Six jours plus tôt, le 3 février, les juges ont estimé les éléments de preuve suffisants pour qu’il puisse présenter sa défense. L’accusé a annoncé qu’en plus de son témoignage, il compte verser aux débats des documents prouvant son innocence clamée. Cette décision du tribunal est tombée à la suite du réquisitoire intermédiaire du parquet qui, au terme de l’interrogatoire de son témoin, est revenu sur le fond de l’affaire.
Le procureur explique que son unique témoin, Emmanuel Angoula Angoula, cadre au ministère des Finances, avait été chargé de présider la passation de service entre M. Fouda Fouda et son remplaçant à la perception des finances de Doumé le 20 août 2012. La coupure des écritures effectuées à cette occasion a mis en lumière un déficit global de 78,1 millions de francs représentant le manquant en caisse et 730 mille francs issus de la vente des timbres et des vignettes. Lors de la «mise à jour des registres comptables» de la perception de Doumé, il s’est dégagé un «déficit supplémentaire» de 7 millions de francs, ajoute le procureur, portant le montant querellé à 85,8 millions de francs.
Pièce en régularisation
Pendant l’audit de sa gestion, indique le procureur, M. Fouda Fouda avait présenté des pièces en «régularisation» de sa comptabilité. Il expliquait que les fonds litigieux lui ont permis de payer des dépenses à la recette municipale de Doumé. Mais ces fonds n’étaient toujours pas de retour dans sa caisse lors de l’audit. Les auditeurs ont refusé de prendre lesdites pièces en considération au motif que tout déblocage de fonds correspondait à un crédit précis. Et le déplacement d’un crédit ne peut se faire que sur autorisation expresse du ministre des Finances. Tel n’a pas été le cas, selon l’accusation.
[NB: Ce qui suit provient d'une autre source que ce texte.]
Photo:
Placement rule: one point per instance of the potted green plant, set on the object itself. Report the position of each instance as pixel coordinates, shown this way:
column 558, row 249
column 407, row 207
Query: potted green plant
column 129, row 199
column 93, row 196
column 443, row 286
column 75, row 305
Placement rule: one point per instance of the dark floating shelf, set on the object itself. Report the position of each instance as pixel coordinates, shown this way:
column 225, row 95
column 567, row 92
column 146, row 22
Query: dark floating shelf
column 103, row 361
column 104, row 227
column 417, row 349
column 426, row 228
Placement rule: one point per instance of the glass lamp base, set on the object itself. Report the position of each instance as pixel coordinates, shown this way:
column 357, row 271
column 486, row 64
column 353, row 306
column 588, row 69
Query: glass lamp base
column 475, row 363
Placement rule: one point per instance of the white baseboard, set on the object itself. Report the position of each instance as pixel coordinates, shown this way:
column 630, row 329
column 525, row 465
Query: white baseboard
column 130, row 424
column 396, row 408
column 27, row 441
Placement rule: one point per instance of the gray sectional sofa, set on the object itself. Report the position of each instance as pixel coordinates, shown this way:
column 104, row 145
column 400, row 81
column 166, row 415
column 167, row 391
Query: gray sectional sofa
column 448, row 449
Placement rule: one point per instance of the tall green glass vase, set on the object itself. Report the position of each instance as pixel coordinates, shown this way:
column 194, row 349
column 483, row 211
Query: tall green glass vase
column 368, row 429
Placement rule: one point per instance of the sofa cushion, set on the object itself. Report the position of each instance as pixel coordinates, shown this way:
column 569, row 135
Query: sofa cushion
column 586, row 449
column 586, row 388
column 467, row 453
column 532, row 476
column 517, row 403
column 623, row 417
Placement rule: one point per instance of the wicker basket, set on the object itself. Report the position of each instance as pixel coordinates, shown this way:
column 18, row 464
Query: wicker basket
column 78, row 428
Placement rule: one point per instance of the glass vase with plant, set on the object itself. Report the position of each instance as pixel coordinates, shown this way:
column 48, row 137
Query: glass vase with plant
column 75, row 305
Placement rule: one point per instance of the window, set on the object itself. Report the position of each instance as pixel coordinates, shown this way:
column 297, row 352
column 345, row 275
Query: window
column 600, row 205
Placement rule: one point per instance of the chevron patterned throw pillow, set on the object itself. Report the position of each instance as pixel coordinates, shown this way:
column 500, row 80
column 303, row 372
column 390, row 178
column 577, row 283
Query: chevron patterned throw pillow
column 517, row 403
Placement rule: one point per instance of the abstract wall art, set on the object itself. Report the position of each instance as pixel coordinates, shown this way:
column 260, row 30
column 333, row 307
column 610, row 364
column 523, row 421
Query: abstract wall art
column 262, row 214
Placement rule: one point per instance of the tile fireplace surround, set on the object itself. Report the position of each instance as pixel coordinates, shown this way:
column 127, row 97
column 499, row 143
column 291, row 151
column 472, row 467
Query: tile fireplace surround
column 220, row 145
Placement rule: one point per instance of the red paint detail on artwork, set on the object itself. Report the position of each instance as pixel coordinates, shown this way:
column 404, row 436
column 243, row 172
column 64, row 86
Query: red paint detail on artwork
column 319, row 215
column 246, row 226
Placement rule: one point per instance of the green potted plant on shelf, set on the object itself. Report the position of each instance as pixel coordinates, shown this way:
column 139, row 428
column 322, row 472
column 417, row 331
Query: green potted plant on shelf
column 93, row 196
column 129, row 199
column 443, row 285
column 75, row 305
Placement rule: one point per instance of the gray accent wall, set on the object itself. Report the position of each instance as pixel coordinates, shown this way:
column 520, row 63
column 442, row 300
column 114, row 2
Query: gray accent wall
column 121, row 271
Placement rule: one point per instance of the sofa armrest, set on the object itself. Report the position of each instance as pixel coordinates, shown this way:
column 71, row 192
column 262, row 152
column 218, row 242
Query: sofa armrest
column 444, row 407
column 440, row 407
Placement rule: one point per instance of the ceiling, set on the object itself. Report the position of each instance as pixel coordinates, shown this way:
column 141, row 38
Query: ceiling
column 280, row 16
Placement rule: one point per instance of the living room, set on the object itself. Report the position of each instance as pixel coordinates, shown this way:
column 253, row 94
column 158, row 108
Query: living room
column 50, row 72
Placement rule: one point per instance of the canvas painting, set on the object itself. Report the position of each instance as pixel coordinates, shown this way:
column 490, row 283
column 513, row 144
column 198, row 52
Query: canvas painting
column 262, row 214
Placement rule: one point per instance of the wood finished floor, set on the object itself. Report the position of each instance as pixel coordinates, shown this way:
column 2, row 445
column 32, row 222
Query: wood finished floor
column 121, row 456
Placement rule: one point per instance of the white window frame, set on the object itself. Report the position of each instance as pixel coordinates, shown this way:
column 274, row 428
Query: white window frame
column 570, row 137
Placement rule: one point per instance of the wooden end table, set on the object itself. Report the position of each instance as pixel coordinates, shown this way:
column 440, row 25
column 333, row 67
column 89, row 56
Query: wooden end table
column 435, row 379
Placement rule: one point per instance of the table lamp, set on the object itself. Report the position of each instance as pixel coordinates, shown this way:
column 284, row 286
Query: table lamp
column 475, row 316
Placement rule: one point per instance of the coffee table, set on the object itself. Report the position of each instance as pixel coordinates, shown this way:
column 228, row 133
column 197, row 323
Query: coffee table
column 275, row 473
«Le percepteur Fouda Fouda a commis une faute professionnelle grave, estime le procureur, en utilisant les fonds destinés aux dépenses de la perception de Doumé pour le paiement des mandats communaux.» Citant les déclarations faites par son témoin, le procureur indique que les justificatifs des dépenses de la recette municipale ne pouvaient pas «impacter de quelle que façon que se soit les paiements irréguliers». «A travers les pièces, il ressort d’évidence une utilisation approximative à des fins personnelles des ressources publiques dont [l’accusé] avait la gestion en qualité de comptable public», affirme le procureur.
Pendant l’information judiciaire, a poursuivi le procureur, M. Fouda Fouda «a reconnu le déficit partiellement à hauteur de 20,3 millions de francs». Une somme que l’accusé a d’ores et déjà restitué au Trésor public, «le reste du déficit est donc à expliquer. Où se trouve la somme de 48 millions de francs confiée au percepteur M. Fouda Fouda à laquelle il lui revient de répondre ?», a-t-il conclu. Le procureur a versé aux débats un ensembles de documents à charge tous admis comme pièces à conviction.
Déclinant son identité, après avoir fait son choix de défense, M. Fouda Fouda a indiqué qu’il est le «maire élu» de Mboma et chef traditionnel de 3e degré de Mbatp. Il est en détention provisoire à la prison de Kondengui depuis plusieurs mois.